The Mukteswar Temple is found to be the earliest work from the Somvamsi period. Most scholars believe the temple is the successor to Parsurameswar Temple and built earlier to the Brahmeswara Temple (1060 CE). Percy Brown puts the date of construction of the temple to 950 CE. The presence of torana, which is not part of any other temple in the region makes this temple unique and some of the representations indicate the builders were starters of a new culture. The Somavamsi king Yayati I contributed to the building of the temple.

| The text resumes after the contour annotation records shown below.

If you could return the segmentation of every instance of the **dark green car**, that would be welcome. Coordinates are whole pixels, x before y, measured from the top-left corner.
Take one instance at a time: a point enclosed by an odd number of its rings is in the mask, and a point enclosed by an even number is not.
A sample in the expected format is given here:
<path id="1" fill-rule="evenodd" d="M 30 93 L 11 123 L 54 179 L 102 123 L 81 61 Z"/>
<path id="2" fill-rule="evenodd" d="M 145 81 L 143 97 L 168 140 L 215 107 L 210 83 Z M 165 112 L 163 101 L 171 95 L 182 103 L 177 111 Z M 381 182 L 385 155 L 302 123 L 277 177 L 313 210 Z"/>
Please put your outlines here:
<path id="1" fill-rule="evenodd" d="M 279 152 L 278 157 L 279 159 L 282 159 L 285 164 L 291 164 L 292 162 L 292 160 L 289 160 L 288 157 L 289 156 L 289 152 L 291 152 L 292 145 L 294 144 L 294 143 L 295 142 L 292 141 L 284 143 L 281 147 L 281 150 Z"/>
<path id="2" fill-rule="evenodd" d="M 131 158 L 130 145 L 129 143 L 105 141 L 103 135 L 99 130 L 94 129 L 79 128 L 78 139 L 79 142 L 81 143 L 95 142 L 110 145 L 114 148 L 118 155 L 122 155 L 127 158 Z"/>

Religious Significance :  Muktesvara means “Lord of Freedom”. The temple is dedicated to Hindu god Shiva. There are a number of sculptures of skeletal ascetics in teaching or meditation poses. Some scholars correlate the role of the temple as a center for Tantric initiation with the name Muktesvara as a possible thesis. The outer face of the compound wall has niches of Hindu deities like Saraswathi, Ganesha and Lakulisha (the fifth century founder of the Pashupata sect of tantric Saivism). The numerous images of Lakulisha are found in miniature forms within Chaitya arches, showing various mudras like yoga, Bhumispara and vyakyana wit yogapatta tied to their knees. They are accompanied by the images of the disciples. According to tradition, barren women give birth to sons if they take a dip in Madicha Kunda tank in the premises of the temple on the night before Ashokastami car festival. On the evening, the water in the tank is sold to the public.